It seems like a matter of time before Ivan Rakitic leaves Barcelona. Not just because Inter and AC Milan have been linked, but because the Croatian has already talked about lack of playing time at the Nou Camp.
Before fading out around last season, Rakitic was one of Europe’s most influential midfielders. His completeness as a player helped Barcelona tide over the transition when the likes of Xavi and Andres Iniesta left the club.
But as things stand, Barca have moved on from the 31-year-old. He was crucial in the club’s Champions League win in 2015 and has been a loyal servant for about five years now. But the presence of younger players like Arthur, Frenkie de Jong and Sergi Roberto has seen Rakitic’s first-team place get taken away.
He finds himself low in the pecking order, with Arturo Vidal still higher on the ladder due to his ability to add venom from the midfield. That is exactly what the Chilean did in the game against Inter in the Champions League.
Links to both of the Milan clubs make sense, though. For different reasons.
Inter, who were unbeaten in the league till the loss in the Derby D’Italia, lacked the midfield depth against Juve. Stefano Sensi’s injury saw Matias Vecino come on and the Uruguayan struggled to make an impact.
Indeed, it is no coincidence that Inter are being linked with midfielders like Sergey Milinkovic-Savic, Sandro Tonali and Nemanja Matic. Antonio Conte has recognised the need to increase the depth in midfield. Nicolo Barella, Sensi and Marcelo Brozovic have enjoyed great starts but the second choice options don’t seem good enough.
Borja Valero and Vecino hardly seem players who could help Inter challenge for the Scudetto. Roberto Gagliardini can do a good job.

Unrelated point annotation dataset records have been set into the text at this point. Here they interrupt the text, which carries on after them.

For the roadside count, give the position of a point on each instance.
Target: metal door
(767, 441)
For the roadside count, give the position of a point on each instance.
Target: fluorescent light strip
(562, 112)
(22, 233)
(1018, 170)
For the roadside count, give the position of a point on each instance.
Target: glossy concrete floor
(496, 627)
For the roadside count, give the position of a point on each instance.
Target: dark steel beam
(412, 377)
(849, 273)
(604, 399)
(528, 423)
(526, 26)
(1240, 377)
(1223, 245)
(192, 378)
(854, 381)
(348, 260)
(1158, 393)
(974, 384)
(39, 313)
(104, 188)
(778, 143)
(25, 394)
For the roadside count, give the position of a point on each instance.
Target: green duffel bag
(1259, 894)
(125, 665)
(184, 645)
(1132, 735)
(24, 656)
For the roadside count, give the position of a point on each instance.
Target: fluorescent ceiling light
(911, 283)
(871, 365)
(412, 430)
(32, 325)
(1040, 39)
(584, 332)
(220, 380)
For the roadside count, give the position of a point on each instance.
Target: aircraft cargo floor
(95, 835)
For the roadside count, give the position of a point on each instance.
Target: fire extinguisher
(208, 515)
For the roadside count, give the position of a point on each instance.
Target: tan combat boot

Rakitic is someone who can play in any of three positions in midfield, even though he isn’t as physical as Barella. He does play in the same team as Brozovic for the Croatian national team. The Inter man plays deeper while Rakitic plays in between him and Luka Modric.
Rakitic is a more intelligent player than Barella, who made more tackles per game for Cagliari last season than the Barca man did. Barella made 2.8 tackles per game while Rakitic could only manage 0.9. But the former Sevilla star made 1.5 interceptions per game. And Barella made 1.1.
Another difference lies in how Barella attacks. The Italian recorded 1.2 dribbles per game last season and took more shots per game at 1.5. But Rakitic is less mobile but relies on his technical ability.
The 31-year-old played 74.6 passes per game last season. Barella played only 51. More so, Rakitic had a passing accuracy of 91%, as compared to Barella’s average of 81% (Via Whoscored)
The heatmaps above clearly shows that Barella is more mobile than Rakitic and likes to take the ball into advanced areas. Rakitic prefers to sit and control games.
Because of that, comparisons with Sensi will not make too much sense. Playing in place of the former Sassuolo man requires the player to get on the ball and dribble it. Sensi presses high up the pitch off the ball too and Rakitic may not do that role as well as the Italian. Roberto Gagliardini though, already has.
At Inter, Rakitic will add much-needed variety in the heart of the park. He is unlike any of the other midfielders in that and Conte would need that.
Coming to Milan though- Rakitic will be the best technical midfielder in that side.
For a side that had little or no balance in that area under Marco Giampaolo, Rakitic will improve that part of the game. Hakan Calhanoglu has drawn heavy criticism for a lack of effort. So has Lucas Biglia. Giampaolo didn’t use newer signings like Lucas Paqueta and Ismael Bennacer as much as everyone wanted.
He used slow players for what has to be a dynamic system. While Rakitic isn’t too mobile too, he brings immense quality. New manager Stefano Pioli is unlikely to change too much. He has placed more emphasis on team bonding and bringing the players together.
Rakitic would add a lot of creativity and experience but if Pioli sticks to the same playing style, he is unlikely to play too much. The demand is to play more dynamic players and Rakitic doesn’t fit that.
More so, Milan will find it tough to afford the Croatian’s wage. They recorded a loss of €146 million last year and that will not help at all.